We are so far away from where we’re supposed to be

I had something like a panic attack in the grocery store just now.

Let me back up. I went to the Glens Falls Farmer’s Market on Saturday for, embarrassingly, the first time in a long while.

My problem is that I can’t get my act together early enough on a Saturday, so most of the time I miss it. From my gut, honestly and truly, I feel the Farmer’s Market is the place we should all do our shopping. But I rarely make it.

Henry and I picked out his first foods, straight from the person who grew them. Butternut squash and sweet potato. I saw so many people I knew there. I had the feeling in the room that it was a really wonderful thing for Glens Falls and it made me glad that it exists here, and that I am a part of it (having done some design for the Farmer’s Market Association).

But also horribly embarrassed for not going regularly.

Then I read this article about spending $20 at farmer’s markets every week. Good thought. Good plan. A better way to think about it.
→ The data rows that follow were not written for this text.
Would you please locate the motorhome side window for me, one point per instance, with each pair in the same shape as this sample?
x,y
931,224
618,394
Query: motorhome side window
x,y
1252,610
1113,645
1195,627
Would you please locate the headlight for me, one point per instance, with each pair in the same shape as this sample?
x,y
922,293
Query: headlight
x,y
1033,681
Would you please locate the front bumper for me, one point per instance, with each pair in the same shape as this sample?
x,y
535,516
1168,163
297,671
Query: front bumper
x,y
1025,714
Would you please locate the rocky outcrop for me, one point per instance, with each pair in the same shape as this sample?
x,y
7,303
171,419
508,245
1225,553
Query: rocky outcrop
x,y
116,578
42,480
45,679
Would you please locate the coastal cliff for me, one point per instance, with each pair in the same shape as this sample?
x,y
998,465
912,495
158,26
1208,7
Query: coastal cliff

Easier to bite off than all-or-nothing thinking about buying local or organic. Less guilt, more action.

So then today we went to Toys R Us to pick up a purple shirt for Henry for Marchival, the holiday we made up. And then we went to the dollar store for crepe paper. And the dollar store smelled like poison; like PVC gases and plastic. And to Jo-Ann’s for pins for Marchival prizes we’re making. And then to Price Chopper.

And that’s where it hit me, as it sometimes does when I’m in a big box store in Queensbury, how wrong it all feels.

So I’ll freely admit that that I love shopping – it’s something my mom loves and she passed it to me. I’ll go down every aisle and I love finding a deal. I like to browse.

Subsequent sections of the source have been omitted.